Abstract PO-099: SOX2 delineates a mouse lung adenocarcinoma subtype vulnerable to targeted therapy

Lung adenocarcinomas comprise the largest fraction of non-small cell lung cancer, which is the leading cause of cancer deaths. 75% of adenocarcinomas lack targeted therapies due to scarcity of druggable drivers. We leveraged transcriptional data from >800 early-stage and advanced patients to classify tumors based on signaling similarities and discover subgroups within this unmet patient population. The subtypes capture heterogeneity even amongst tumors lacking known oncogenic drivers. Paired multi-regional intratumoral biopsies demonstrate unified subtypes despite divergently evolved pro-oncogenic mutations, indicating subtype stability during selective pressure. We identified differential subtype response to MEK inhibition across multiple preclinical model systems and a clinical trial, supporting prognostic utility of transcriptional subtyping. Differential subtype dependency on MEK signaling reproduced in a mouse model of KRAS-mutant lung adenocarcinoma, where a MEK-dependent adenocarcinoma subtype is driven by a SOX2 cellular state. Our findings support forward translational relevance of transcriptional subtypes and reveal that naturally evolved yet ectopic expression of a pioneer transcription factor may modulate tumor subtype and response.

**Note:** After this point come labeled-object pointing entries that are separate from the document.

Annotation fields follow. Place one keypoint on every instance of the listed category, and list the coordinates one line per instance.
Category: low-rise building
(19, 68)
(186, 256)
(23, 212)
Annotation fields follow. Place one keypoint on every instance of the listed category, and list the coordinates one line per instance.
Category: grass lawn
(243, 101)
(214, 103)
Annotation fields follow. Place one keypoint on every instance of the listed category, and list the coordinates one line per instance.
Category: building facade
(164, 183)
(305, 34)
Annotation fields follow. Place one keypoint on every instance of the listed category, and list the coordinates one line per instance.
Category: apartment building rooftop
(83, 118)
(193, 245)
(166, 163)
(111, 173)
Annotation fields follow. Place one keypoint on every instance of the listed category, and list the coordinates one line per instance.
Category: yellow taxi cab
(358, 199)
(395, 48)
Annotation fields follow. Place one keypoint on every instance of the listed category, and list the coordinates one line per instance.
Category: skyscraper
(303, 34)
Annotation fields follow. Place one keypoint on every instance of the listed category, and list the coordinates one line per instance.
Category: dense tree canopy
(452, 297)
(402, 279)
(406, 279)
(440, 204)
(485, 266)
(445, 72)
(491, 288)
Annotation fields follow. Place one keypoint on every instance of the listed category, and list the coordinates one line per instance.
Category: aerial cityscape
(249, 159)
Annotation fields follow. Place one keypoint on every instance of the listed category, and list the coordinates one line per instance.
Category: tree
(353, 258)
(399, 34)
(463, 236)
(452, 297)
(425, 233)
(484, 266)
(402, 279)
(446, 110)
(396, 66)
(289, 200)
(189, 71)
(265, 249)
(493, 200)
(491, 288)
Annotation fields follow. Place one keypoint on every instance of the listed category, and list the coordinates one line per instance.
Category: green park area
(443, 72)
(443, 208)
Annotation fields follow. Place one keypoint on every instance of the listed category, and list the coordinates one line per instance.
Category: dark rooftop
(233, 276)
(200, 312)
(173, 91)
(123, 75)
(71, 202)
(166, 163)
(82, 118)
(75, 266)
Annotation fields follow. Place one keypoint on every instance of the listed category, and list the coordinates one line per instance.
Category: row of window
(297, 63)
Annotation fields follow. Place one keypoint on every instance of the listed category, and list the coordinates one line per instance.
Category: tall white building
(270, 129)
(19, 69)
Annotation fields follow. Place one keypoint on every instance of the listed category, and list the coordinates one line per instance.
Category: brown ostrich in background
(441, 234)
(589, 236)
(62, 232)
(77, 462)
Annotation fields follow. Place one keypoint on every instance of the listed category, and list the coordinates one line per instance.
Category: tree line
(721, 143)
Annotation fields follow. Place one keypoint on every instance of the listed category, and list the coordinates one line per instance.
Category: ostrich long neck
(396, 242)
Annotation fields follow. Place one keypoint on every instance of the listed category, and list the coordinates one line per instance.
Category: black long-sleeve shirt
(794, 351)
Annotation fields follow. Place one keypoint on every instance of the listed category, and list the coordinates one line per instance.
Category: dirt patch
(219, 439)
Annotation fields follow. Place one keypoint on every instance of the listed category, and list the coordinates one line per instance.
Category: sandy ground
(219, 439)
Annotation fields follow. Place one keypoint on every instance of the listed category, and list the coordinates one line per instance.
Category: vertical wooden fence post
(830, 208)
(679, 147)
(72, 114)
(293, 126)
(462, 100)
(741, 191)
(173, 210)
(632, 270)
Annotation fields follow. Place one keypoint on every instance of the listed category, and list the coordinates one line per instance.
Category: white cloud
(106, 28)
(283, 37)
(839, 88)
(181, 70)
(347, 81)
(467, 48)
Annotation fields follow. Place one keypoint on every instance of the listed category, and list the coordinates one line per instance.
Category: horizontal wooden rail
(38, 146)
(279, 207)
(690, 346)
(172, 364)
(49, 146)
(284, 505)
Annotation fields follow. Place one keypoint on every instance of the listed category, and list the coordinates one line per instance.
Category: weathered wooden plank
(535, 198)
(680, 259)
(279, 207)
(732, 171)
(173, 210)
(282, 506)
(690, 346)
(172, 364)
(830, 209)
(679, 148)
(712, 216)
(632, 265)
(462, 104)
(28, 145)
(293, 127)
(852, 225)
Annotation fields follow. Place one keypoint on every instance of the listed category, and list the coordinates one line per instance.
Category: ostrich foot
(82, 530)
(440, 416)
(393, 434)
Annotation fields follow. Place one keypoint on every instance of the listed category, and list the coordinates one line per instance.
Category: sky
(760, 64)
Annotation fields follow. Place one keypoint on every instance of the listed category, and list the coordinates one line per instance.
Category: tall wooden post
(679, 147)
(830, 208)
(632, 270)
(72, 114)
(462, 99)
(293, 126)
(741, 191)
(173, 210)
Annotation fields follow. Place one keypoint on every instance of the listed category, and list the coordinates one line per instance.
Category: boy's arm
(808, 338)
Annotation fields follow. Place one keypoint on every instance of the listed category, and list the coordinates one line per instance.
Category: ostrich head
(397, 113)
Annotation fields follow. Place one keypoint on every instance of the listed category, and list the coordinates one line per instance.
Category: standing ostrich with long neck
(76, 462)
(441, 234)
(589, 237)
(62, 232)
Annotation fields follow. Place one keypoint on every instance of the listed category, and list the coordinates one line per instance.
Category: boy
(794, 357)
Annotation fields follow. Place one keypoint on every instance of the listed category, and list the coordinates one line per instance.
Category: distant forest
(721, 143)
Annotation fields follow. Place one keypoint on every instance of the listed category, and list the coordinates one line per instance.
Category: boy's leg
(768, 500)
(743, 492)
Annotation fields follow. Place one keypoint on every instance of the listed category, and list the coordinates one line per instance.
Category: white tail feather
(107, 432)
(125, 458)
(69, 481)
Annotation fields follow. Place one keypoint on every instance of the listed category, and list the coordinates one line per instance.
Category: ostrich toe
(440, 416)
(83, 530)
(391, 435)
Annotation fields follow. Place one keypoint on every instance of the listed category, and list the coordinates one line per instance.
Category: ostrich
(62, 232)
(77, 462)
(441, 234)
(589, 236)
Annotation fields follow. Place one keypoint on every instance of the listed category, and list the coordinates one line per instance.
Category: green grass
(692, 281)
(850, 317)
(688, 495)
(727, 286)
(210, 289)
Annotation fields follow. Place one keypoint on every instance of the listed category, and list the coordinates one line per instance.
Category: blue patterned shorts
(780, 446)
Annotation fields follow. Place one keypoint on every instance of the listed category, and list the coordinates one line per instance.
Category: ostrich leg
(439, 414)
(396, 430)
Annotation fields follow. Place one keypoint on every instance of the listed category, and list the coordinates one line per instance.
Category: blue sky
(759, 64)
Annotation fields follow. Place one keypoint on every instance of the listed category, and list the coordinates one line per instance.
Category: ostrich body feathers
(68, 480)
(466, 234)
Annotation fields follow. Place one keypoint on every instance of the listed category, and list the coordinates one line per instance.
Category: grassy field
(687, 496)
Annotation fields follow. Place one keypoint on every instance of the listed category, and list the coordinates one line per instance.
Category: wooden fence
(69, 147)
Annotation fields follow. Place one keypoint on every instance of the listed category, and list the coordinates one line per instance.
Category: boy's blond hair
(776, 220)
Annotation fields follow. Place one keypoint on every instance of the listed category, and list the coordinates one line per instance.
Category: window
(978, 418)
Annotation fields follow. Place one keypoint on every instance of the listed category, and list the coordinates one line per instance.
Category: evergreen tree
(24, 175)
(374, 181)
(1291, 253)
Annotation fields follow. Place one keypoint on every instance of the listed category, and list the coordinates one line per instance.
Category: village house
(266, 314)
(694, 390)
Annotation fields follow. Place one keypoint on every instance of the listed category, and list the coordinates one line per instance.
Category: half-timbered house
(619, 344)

Citation Format: Jonathan E. Cooper, Anneleen Daemen, Dorothee Nickles, Szymon Myrta, Oded Foreman, Jeff Eastham, Melissa R. Junttila, Heinrich Jasper. SOX2 delineates a mouse lung adenocarcinoma subtype vulnerable to targeted therapy [abstract]. In: Proceedings of the AACR Virtual Special Conference on Tumor Heterogeneity: From Single Cells to Clinical Impact; 2020 Sep 17-18. Philadelphia (PA): AACR; Cancer Res 2020;80(21 Suppl):Abstract nr PO-099.